Here’s a virtual reconstruction of the city of Ur around 2500 BC or so, or upwards of five thousand years ago. This is based on the remarkably well preserved mud brick structures (due in part to the dry climate, and in part to the excellence of the construction), which gives a blue print of the city in exceptional detail. There is also an enormous quantity of documents—mud tablets baked hard by the sun and in ovens—written in cuneiform which give insight into almost every aspect of life, politics, war and commerce in the city’s 3,300 year history (which coincides neatly with the history of cuneiform, actually, the first cuneiform preceding the founding of the city by only a couple centuries.) Ur was perhaps the very first city, and certainly the very first great city in the modern sense. Take us back in time and put us atop the ziggurat that towers over it and we would take in the view and know we were looking at a city. The way the Chicago skyline seems to rise out of the fields a great distance away was how Ur’s towering ziggurat would have appeared to rise from the plains of Mesopotamia to a Sumerian farmhand. Ur was the model that most cities from Europe to Central and South Asia to the northern half of Africa followed, even though most never knew it.

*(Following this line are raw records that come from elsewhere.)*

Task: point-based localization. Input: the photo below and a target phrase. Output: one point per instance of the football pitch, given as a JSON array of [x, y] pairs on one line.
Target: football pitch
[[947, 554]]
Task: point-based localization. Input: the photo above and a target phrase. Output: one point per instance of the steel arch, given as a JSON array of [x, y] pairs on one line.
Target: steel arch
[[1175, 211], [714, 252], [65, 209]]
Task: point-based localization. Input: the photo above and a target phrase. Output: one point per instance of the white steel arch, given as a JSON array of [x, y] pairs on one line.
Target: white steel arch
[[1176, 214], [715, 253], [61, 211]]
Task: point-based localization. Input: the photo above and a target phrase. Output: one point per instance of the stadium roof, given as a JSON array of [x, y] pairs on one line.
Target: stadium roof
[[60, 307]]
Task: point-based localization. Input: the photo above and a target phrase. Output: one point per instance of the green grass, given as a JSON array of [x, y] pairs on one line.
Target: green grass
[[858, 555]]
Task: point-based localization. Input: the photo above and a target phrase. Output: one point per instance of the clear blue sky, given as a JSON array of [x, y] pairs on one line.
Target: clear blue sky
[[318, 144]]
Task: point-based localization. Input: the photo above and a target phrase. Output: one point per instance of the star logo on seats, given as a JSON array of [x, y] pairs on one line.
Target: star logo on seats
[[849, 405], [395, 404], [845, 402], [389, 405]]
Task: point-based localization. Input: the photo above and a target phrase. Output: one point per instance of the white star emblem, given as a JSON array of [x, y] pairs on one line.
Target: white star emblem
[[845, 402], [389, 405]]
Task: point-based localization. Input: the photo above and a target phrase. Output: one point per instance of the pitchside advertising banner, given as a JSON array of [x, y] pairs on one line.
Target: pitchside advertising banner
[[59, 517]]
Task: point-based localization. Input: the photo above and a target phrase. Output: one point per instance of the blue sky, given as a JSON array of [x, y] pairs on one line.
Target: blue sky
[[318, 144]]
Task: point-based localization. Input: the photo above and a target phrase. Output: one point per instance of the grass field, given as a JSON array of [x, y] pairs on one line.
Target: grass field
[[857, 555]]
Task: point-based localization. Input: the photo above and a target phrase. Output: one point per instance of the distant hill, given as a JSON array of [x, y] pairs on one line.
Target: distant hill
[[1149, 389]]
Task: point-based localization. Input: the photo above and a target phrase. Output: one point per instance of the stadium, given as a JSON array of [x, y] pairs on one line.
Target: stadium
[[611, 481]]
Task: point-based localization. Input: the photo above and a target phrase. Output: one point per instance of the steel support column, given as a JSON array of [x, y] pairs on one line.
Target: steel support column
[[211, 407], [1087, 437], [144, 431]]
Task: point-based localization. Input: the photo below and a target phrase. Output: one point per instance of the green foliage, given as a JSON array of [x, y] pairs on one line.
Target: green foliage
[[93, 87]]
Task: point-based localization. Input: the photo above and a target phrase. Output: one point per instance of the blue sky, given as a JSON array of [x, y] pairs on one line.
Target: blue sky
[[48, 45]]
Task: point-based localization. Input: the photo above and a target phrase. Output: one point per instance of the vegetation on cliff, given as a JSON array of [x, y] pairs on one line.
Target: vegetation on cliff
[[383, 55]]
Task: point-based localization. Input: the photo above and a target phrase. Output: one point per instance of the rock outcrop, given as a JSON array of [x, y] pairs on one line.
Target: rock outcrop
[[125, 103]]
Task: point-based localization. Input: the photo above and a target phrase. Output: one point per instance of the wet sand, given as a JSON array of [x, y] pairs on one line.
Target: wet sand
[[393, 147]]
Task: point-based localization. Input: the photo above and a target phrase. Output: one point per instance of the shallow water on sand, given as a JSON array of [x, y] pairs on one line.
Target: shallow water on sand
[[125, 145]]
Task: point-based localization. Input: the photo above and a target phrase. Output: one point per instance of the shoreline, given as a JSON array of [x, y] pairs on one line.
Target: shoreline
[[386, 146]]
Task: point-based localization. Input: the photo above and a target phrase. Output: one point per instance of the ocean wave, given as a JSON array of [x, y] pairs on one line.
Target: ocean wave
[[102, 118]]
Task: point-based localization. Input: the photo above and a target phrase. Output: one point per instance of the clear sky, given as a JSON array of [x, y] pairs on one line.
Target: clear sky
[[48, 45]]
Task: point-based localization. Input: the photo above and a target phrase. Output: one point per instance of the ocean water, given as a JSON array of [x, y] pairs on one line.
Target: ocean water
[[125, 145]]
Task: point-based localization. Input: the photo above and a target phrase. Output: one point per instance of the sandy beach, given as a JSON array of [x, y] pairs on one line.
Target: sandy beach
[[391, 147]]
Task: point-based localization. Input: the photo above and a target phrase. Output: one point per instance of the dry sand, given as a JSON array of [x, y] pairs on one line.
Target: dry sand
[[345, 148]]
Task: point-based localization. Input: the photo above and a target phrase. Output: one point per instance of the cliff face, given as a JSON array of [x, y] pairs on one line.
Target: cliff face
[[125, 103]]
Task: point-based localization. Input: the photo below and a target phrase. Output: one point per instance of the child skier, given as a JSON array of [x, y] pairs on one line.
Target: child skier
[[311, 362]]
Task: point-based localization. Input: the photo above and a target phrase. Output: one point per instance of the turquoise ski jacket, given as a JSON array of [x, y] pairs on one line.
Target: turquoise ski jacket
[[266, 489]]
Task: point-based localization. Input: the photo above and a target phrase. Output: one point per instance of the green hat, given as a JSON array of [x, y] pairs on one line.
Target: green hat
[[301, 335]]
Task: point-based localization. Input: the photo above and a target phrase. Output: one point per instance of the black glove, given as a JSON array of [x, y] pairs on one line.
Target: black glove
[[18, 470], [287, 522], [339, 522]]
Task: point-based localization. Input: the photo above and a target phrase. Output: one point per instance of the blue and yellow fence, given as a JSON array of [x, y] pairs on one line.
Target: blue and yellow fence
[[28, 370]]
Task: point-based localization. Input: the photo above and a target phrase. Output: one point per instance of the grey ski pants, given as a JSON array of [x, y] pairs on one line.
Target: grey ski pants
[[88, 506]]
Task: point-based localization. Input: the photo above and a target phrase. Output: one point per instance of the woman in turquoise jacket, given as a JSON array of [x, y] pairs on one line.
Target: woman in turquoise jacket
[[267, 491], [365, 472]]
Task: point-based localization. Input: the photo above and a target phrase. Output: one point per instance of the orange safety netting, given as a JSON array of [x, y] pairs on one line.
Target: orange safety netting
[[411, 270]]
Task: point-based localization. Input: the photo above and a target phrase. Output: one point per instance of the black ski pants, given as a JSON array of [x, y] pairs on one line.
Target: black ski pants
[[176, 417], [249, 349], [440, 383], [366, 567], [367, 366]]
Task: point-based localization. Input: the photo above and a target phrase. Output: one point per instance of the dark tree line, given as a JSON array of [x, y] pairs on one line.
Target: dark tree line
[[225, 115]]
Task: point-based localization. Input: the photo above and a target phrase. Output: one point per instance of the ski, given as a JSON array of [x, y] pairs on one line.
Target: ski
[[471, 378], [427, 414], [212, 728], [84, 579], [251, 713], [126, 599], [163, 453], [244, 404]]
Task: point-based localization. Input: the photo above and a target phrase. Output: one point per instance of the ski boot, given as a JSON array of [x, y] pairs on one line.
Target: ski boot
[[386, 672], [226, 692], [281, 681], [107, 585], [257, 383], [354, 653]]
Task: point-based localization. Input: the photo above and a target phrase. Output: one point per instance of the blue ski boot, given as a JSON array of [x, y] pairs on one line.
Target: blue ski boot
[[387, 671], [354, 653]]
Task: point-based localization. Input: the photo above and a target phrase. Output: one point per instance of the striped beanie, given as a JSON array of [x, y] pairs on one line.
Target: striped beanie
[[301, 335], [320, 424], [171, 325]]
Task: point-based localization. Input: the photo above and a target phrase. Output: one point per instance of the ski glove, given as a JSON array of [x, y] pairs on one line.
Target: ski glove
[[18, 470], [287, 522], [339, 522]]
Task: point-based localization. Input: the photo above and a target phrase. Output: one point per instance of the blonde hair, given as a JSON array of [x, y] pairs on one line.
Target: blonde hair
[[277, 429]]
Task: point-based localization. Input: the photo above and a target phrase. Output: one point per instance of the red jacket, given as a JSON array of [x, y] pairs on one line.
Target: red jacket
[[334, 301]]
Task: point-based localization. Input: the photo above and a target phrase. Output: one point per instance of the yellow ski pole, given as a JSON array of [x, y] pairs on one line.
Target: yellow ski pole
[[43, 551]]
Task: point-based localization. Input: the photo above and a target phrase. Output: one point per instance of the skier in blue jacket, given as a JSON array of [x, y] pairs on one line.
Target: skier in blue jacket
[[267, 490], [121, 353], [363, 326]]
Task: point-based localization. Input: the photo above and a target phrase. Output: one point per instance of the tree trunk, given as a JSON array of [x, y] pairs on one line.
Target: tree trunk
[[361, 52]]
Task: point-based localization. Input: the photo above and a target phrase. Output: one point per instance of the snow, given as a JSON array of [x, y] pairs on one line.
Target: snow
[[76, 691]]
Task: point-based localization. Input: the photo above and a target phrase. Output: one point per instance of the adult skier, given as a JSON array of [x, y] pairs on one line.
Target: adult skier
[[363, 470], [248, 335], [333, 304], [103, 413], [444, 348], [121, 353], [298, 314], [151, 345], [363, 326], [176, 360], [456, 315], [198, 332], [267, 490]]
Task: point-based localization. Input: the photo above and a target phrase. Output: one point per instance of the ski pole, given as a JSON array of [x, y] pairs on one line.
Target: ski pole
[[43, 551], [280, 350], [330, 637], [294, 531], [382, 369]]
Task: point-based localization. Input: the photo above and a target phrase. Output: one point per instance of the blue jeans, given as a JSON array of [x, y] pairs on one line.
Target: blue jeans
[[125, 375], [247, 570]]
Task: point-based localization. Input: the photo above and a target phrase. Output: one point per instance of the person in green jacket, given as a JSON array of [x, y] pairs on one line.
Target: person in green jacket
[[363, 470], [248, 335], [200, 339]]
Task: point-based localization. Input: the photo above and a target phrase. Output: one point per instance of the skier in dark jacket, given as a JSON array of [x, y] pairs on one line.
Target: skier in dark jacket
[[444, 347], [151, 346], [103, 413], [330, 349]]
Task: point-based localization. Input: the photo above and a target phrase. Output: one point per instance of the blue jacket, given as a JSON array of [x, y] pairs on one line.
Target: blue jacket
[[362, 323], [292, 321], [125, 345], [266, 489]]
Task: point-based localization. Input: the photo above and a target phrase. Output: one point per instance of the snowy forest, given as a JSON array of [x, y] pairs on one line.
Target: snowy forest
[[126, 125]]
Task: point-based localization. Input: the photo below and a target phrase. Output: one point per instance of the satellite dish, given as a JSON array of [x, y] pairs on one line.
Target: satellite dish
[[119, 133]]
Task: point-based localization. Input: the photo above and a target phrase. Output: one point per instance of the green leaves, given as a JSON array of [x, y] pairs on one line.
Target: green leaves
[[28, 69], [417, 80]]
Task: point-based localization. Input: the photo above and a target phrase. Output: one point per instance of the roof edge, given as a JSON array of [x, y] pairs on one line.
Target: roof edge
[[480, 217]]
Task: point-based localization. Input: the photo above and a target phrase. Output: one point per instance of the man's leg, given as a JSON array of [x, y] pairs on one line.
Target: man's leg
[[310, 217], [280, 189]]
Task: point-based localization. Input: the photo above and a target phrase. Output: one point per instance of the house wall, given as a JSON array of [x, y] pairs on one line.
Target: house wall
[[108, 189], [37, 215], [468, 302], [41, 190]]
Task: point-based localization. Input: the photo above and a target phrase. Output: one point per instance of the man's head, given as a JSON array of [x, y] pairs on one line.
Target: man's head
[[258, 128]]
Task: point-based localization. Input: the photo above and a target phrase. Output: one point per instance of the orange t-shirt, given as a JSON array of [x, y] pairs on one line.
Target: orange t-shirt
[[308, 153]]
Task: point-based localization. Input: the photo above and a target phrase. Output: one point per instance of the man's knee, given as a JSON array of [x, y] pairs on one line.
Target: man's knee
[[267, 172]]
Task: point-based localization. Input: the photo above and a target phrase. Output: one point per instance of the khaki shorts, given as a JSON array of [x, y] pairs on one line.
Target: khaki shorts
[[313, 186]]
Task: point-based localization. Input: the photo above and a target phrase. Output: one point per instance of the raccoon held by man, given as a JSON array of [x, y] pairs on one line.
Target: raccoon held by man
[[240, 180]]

It became the ur meme, the fundamental urban design concept, like how an alphabet invented in the Sinai by a handful of literate turquoise miners became the conceptual model for nearly all the world’s alphabets thereafter. Thus was the urban design deliberately laid out by the planners of Ur over five thousand years ago imprinted upon civilization. Only cities in the Far East and the Americas and sub-Saharan Africa were founded and conceptualized independently. It was in Ur where humans first figured out how to create an urban civilization. Crime, epidemic disease, slums, crowding, pollution, repression and extremes of wealth and poverty followed the idea as it spread, sure, but so did the glamour, excitement, inspiration and thrill of life in the big city, which is why so many of us live in one five millennia later. Ur itself, though, was abandoned about twenty seven hundred years ago, forgotten, it’s bones covered with blowing sand and dust till all that remained was a few odd hillocks, as if it never were.

A virtual recreation of Ur about four thousand years ago. That’s the Euphrates River, Ur then was near where it spilled into the Persian Gulf, making Ur a coastal city. Sedimentation carried in the current of the Tigris and Euphrates rivers has long since left the site of Ur far from the sea. The water table was eight or nine feet higher then, too, the land would’ve been well watered, even marshy, so much so that the city planners had canals like thoroughfares crossing the city, carrying goods and people. Alas, six thousand years of civilization and climate change have taken their toll on the landscape of Mesopotamia, and Ur now stands in the desert, silent and still, dust devils swirling over the long forgotten canals.
(Unfortunately I don’t know the source of the digital image.)